Obies Using Languages: Athena Pult ’17

Athena Pult is a junior majoring in history. She spend the past semester abroad in Japan.

Last semester, I studied at Waseda University in Tokyo, Japan. I am a mixed-race third generation Japanese American, and I saw study abroad as an opportunity to learn more about my family’s heritage and connect to the Japanese relatives that I had never been able to meet before. However, before leaving I was feeling anxious about the state of my Japanese skills. I have always struggled with learning languages, and though I had taken two years of Japanese at Oberlin, I still felt unprepared for any real-world applications. Fortunately, I found that my Japanese improved a lot during my time abroad. While it’s still definitely a struggle, having studied in Japan has given me new confidence and enthusiasm in my language studies.

Living with a host family allowed me to practice my Japanese every single day. My host sister was seven, so we would watch children’s television together and she would impatiently explain any plot points that I hadn’t picked up. My host mother especially enjoyed telling me about her job as a doula, which allowed me to learn a lot more vocabulary about pregnancy and childbirth than I would ever have learned in a classroom. On Sundays, my host mother and host sister would spend all day at church, so my host father would usually pick up some beer and sashimi from the supermarket and we would talk about American action movies. Living with this family allowed me to learn more about Japanese home life and work on my speaking skills.

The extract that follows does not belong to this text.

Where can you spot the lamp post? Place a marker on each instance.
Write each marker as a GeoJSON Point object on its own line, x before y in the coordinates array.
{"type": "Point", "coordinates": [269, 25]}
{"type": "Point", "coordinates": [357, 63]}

It was also exciting when I was able to use my Japanese to communicate with my relatives. I was embarrassed of my Japanese, but they all assured me that they could understand me fine and they were thrilled that I was so committed to learning about my mother’s heritage. The relationships I formed with them would not have been possible without my language study, and they were definitely worth all the late nights studying and failed kanji quizzes.

As somebody who is not a natural foreign language learner, I’m so grateful that I still decided to go abroad. My advice to those who are nervous about their language level is to approach the experience with an open mind and a sense of humor. It’s much more fun to butcher Japanese when you’re actually living in Tokyo than it is in a classroom in Ohio!